According to the documentation, this is an implementation that is equivalent to flash attention2 but directly shipped with PyTorch as a beta feature. We even saw a 10% throughput increase with the new PyTorch implementation on the DGX boxes.

https://pytorch.org/docs/stable/generated/torch.nn.functional.scaled_dot_product_attention.html

cc @fromm-m correct me if I'm mistaken here... :-)

flxst commented 3 months ago

According to the documentation, this is an implementation that is equivalent to flash attention2 but directly shipped with PyTorch as a beta feature. We even saw a 10% throughput increase with the new PyTorch implementation on the DGX boxes.

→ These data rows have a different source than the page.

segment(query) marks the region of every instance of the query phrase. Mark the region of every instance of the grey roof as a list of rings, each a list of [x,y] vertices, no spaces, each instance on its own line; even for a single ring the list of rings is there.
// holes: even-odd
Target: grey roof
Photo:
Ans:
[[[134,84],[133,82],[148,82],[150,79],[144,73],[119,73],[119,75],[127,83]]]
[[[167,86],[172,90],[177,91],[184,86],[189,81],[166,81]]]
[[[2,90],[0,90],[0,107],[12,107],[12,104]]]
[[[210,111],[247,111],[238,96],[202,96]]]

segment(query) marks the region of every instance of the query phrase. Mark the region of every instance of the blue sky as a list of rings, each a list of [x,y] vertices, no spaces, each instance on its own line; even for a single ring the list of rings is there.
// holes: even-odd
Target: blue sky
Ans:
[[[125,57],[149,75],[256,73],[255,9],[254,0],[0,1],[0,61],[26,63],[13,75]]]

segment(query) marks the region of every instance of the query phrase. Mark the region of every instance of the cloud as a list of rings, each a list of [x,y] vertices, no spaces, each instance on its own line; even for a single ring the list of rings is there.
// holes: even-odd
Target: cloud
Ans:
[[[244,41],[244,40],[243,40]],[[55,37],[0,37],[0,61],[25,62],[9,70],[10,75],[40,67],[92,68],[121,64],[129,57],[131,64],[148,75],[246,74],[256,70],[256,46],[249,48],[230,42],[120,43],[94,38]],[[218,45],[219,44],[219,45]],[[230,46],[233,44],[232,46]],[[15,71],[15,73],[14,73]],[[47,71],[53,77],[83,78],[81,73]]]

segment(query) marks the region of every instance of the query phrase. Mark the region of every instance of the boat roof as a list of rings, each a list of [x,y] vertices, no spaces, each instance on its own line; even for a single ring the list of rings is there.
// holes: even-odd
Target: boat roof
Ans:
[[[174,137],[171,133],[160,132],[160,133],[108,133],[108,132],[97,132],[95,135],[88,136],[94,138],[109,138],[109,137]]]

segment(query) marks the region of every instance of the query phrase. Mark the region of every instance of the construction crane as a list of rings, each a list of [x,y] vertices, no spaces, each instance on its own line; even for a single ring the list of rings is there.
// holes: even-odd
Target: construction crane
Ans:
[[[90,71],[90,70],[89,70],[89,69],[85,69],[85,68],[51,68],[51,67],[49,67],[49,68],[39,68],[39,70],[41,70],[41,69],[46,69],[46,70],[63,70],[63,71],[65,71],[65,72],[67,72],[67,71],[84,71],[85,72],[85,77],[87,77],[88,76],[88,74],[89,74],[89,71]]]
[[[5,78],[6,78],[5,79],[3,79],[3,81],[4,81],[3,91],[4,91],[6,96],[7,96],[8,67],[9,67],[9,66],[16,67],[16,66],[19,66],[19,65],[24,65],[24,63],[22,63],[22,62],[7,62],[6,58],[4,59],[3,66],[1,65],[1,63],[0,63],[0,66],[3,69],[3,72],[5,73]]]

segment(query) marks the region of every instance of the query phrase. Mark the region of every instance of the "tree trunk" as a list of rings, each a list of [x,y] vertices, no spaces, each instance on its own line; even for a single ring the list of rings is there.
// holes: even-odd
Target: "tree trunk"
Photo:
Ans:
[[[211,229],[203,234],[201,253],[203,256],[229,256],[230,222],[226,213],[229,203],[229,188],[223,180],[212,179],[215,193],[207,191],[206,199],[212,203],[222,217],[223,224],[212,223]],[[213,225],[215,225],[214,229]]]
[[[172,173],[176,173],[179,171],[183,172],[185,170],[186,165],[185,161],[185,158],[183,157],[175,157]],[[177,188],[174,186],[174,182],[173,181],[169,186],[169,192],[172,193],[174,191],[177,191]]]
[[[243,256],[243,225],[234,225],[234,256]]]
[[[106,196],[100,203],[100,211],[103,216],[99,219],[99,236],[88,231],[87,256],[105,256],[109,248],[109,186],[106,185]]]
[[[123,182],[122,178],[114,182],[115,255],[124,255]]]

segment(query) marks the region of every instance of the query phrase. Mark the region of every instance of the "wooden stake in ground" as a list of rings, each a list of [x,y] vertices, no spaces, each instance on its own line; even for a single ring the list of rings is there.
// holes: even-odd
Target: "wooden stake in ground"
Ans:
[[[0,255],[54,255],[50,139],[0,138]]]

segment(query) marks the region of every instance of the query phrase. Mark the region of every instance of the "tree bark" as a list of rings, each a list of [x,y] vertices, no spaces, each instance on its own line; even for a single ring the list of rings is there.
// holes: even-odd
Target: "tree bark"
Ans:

https://pytorch.org/docs/stable/generated/torch.nn.functional.scaled_dot_product_attention.html

cc @fromm-m correct me if I'm mistaken here... :-)

Ok, but note that as part of #74, we did the opposite change and went from scaled_dot_product_attention to flash_attn, see https://github.com/Modalities/modalities/pull/74/commits/7d27b59d9e71ecdba40ea8a72521ad38d361aea7. I wonder what happened to the GQA part, in particular the previously used repeat_kv function which took care of the mapping between query heads and key / value heads. Isn't that part missing now? The tests in tests/models/test_causal_self_attention.py fail, and I think this might be because pytorch's scaled_dot_product_attention does not internally implement GQA, unlike flash_attn (see here). Or am I missing something?

fromm-m commented 3 months ago

According to the documentation, this is an implementation that is equivalent to flash attention2 but directly shipped with PyTorch as a beta feature. We even saw a 10% throughput increase with the new PyTorch implementation on the DGX boxes. https://pytorch.org/docs/stable/generated/torch.nn.functional.scaled_dot_product_attention.html cc @fromm-m correct me if I'm mistaken here... :-)

Ok, but note that as part of #74, we did the opposite change and went from scaled_dot_product_attention to flash_attn, see 7d27b59. I wonder what happened to the GQA part, in particular the previously used repeat_kv function which took care of the mapping between query heads and key / value heads. Isn't that part missing now? The tests in tests/models/test_causal_self_attention.py fail, and I think this might be because pytorch's scaled_dot_product_attention does not internally implement GQA, unlike flash_attn (see here). Or am I missing something?

You are right, flash-attention in PyTorch still does not support GQA, with the newest changes we are now back to flash_attn from Daio for now.